Sample-efficient Learning of Concepts with Theoretical Guarantees: from Data to Concepts without Interventions
Hidde Fokkema, Tim van Erven, Sara Magliacane
TL;DR
The paper tackles interpretability and robustness in AI by marrying causal representation learning (CRL) with a principled, label-efficient alignment to human concepts. It introduces two alignment estimators—a linear Group Lasso and a kernelized, non-parametric variant—each providing formal guarantees on concept correctness and label efficiency without requiring interventions. Theoretical results establish finite-sample bounds and asymptotic consistency for the permutation alignment, while experiments on synthetic and image datasets show reduced concept impurity and competitive downstream accuracy with far fewer concept labels than standard CBMs. The work advances practical, theory-grounded concept learning, enabling more reliable and interpretable AI systems in settings with correlated concepts.
Abstract
Machine learning is a vital part of many real-world systems, but several concerns remain about the lack of interpretability, explainability and robustness of black-box AI systems.

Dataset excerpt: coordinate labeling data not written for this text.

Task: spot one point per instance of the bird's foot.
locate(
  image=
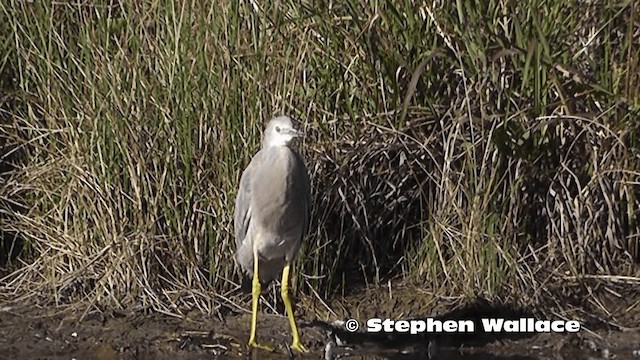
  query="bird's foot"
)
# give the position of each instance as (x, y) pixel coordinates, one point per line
(297, 346)
(254, 345)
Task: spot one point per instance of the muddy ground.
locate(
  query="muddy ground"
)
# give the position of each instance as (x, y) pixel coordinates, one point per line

Concept Bottleneck Models (CBM) address some of these challenges by learning interpretable concepts from high-dimensional data, e.g. images, which are used to predict labels. An important issue in CBMs are spurious correlation between concepts, which effectively lead to learning "wrong" concepts. Current mitigating strategies have strong assumptions, e.g., they assume that the concepts are statistically independent of each other, or require substantial interaction in terms of both interventions and labels provided by annotators. In this paper, we describe a framework that provides theoretical guarantees on the correctness of the learned concepts and on the number of required labels, without requiring any interventions. Our framework leverages causal representation learning (CRL) methods to learn latent causal variables from high-dimensional observations in a unsupervised way, and then learns to align these variables with interpretable concepts with few concept labels. We propose a linear and a non-parametric estimator for this mapping, providing a finite-sample high probability result in the linear case and an asymptotic consistency result for the non-parametric estimator. We evaluate our framework in synthetic and image benchmarks, showing that the learned concepts have less impurities and are often more accurate than other CBMs, even in settings with strong correlations between concepts.